In this article, we will compare Contracts for Difference with the practice of Spread Betting so that new traders can assess each and identify which strategy best meets their individual trading goals. Both of these strategies have attracted many new types of traders in recent years (even with all of the turmoil that has been seen in asset markets this decade) but there are some very clear differences that new traders should be aware of before committing to one of these strategies.
First, we will identify a clear benefit that both of these strategies offer to individual traders. The US credit crisis of 2008 and the European debt crisis of 2010 have led many investors to seek alternative methods to traditional investment and both CFDs and Spread Betting gives these investors a vehicle to accomplish this goal. CFDs have been used in hedge funds and large trading institutions for more than a decade, and the recent turmoil seen in the markets is leading many individual traders to follow this lead. Both CFDs and Spread Betting are also more easily access now with the advent of the electronic order book (utilized since 1997), so individual traders are no longer at a disadvantage when looking to execute these types of trades. The ability to trade on margin is another clear benefit of both CFDs and spread bets.
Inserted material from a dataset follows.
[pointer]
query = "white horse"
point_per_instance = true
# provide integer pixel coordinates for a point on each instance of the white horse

In addition to this, another way both CFDs and Spread Betting are similar can be seen with some of the trading costs that are involved with each practice. With some forms of investment there are differences in the trading costs when an investor buys an asset (goes long) or sells an asset (goes short). Some new traders have difficulty understanding how profits can be gained when the price of an asset drops (a short position) but the fact is that every time one trader buys an asset, someone else is selling it (or, taking a short position).
The fact is that the modern trading environment is more complicated than it has been at any time in history and it is becoming more and more difficult to profit from asset trading in the traditional sense. In the UK, share traders are subject to a Stamp Duty of 0.5% but this is a requirement that is not made for both CFDs and spread betting. Both CFD and spread bets are not subject to this stamp duty, which is a clear cost benefit that should be considered by all traders.
In the next part of this article, we will look at the differences between CFDs and spread betting. First, a CFD (Contract for Difference) is an Over-the-Counter (OTC) transaction between a buyer and a seller to make an exchange at the contract’s maturity date. The profit or loss that is made is dependent on the change in price during the life of the contract, multiplied by the number of shares that were purchased (or sold). CFD strategy has become the favored one used by UK hedge funds, primarily because of the lower trading costs that are incurred relative to traditional forms of investment.